O CEO comentou ainda que, agora, 15% do feed de uma pessoa no Facebook é recomendado pela IA e um pouco mais do que isso no Instagram – e ele espera que esse número dobre até o final do ano. Zuckerberg também declara que os anúncios do Reels atingiram uma taxa de execução de receita de US $ 1 bilhão, alcançando esse marco mais rápido do que o Stories nesse ponto de seu ciclo de vida.

A despedida de Sheryl Sandberg

Sandberg participou da teleconferência de resultados, marcando sua última aparição pela Meta antes de deixar o cargo de diretora de operações.  A executiva, no entanto, ainda permanecerá no conselho da big tech. “É realmente difícil mensurar o tamanho do impacto que Sheryl teve”, diz Zuckerberg, nos negócios e “comigo pessoalmente”.

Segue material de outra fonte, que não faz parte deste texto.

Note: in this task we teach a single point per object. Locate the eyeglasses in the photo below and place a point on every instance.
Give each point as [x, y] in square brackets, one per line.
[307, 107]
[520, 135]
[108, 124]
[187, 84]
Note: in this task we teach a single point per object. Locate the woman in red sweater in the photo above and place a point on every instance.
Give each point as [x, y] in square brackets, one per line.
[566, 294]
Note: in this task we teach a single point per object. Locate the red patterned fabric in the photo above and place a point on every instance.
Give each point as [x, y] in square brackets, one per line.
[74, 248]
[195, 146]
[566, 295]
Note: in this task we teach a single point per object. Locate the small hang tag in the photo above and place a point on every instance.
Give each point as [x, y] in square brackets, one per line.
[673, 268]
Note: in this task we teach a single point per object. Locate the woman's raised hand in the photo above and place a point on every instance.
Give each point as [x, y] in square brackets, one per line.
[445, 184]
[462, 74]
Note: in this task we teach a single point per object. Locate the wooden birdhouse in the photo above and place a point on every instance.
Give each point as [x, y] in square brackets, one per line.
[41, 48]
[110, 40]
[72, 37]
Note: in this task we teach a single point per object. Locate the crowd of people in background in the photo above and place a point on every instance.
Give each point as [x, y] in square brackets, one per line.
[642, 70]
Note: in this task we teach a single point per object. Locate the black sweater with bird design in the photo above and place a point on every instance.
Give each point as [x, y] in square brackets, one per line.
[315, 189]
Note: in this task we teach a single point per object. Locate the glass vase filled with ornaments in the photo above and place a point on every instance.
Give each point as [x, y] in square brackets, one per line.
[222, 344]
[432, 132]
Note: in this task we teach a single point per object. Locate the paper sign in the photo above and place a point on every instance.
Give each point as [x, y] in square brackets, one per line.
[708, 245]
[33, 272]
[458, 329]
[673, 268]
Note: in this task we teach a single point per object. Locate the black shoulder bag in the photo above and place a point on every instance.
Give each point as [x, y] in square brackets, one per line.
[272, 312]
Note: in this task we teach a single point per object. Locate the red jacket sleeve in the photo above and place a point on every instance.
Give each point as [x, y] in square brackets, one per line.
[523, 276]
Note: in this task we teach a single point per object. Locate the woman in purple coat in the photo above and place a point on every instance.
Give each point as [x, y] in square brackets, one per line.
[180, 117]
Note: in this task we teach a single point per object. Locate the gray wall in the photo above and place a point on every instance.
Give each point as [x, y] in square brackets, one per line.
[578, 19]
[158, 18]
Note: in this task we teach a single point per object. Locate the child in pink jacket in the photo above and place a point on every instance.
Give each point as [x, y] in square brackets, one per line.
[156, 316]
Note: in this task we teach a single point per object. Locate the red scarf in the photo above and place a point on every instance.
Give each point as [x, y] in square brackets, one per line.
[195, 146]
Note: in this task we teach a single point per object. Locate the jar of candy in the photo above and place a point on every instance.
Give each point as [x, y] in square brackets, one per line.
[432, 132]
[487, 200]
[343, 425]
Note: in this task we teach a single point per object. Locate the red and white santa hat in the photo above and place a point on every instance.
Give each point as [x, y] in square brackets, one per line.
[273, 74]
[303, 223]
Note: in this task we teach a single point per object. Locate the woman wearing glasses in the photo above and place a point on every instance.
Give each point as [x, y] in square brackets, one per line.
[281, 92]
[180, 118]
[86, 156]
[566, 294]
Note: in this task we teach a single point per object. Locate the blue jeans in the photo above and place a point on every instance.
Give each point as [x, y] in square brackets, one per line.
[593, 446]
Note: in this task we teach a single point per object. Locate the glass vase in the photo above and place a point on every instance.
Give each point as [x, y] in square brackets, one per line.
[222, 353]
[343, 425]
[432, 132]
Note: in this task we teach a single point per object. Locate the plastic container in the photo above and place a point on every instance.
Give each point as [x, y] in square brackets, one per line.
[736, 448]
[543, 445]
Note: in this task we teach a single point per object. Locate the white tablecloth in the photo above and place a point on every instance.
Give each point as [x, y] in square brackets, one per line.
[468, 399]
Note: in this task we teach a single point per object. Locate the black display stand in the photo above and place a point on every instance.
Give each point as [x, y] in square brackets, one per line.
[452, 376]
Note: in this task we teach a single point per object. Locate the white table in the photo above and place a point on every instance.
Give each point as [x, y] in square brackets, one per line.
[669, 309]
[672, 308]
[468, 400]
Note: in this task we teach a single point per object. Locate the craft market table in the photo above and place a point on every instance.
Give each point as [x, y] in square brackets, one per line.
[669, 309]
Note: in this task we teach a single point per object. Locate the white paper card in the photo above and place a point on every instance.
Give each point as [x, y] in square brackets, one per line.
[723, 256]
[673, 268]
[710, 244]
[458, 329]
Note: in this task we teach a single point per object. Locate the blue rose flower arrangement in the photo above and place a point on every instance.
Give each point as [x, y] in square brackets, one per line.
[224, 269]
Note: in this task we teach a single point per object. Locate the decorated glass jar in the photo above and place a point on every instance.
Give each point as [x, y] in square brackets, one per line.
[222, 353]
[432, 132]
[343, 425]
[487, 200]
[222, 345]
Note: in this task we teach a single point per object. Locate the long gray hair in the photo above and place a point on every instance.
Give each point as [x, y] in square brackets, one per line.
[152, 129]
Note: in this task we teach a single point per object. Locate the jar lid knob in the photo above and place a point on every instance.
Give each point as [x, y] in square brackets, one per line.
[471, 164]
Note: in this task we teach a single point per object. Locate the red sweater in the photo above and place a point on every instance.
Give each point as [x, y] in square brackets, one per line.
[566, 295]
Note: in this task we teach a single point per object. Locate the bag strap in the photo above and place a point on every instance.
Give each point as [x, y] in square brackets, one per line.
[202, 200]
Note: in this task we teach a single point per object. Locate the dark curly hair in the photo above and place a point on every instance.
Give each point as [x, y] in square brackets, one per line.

A executiva apresentou o relatório de anunciantes habitual dizendo que as marcas estavam testando os Reels com sucesso como formato de anúncio. Sandberg declara que vê um “potencial significativo de crescimento no futuro. Vai levar tempo, mas temos um manual”.

Metaverso ainda no roteiro

A ênfase da Meta em ser uma empresa que prioriza o metaverso gerou ceticismo, já que seu plano de negócios parece vago. O CEO está perseguindo um futuro em que a realidade virtual e os dispositivos serão onipresentes e mudarão o comércio e a vida cotidiana. Isso “desbloqueará centenas de bilhões de dólares, se não trilhões ao longo do tempo”, acredita Zuckerberg.

Dito isso, ele sugere um certo esforço comedido da empresa durante o atual clima econômico, que muitas empresas esperam que possa levar a amplas retrações.

O impacto da Apple

É claro que as mudanças na plataforma da Apple atingiram muitos aplicativos, incluindo Facebook, Instagram, Snapchat, Twitter e outros. Aqueles que dependem de publicidade para obter receita estão tendo problemas para provar às marcas que seus anúncios são eficazes, devido às mudanças antirrastreamento da big tech. Agora é mais difícil rastrear um consumidor desde o momento em que ele visualiza um anúncio até onde ele realiza uma ação, como fazer uma compra ou um download.

A Meta ainda acha que pode desenvolver novos modelos de inteligência artificial para alimentar sua plataforma de anúncios, o que pode reduzir sua dependência dos dados da Apple. “Estamos adaptando nosso sistema de anúncios para fazer mais com menos dados”, diz Sandberg.

Zuckerberg reforça que a Meta está sendo prejudicada pela “perda de sinal vindo do iOS”, que é o software da Apple para iPhones. Contudo, a companhia estaria investindo em uma nova infraestrutura, tendo uma “vantagem tecnológica sobre outros concorrentes”, salienta.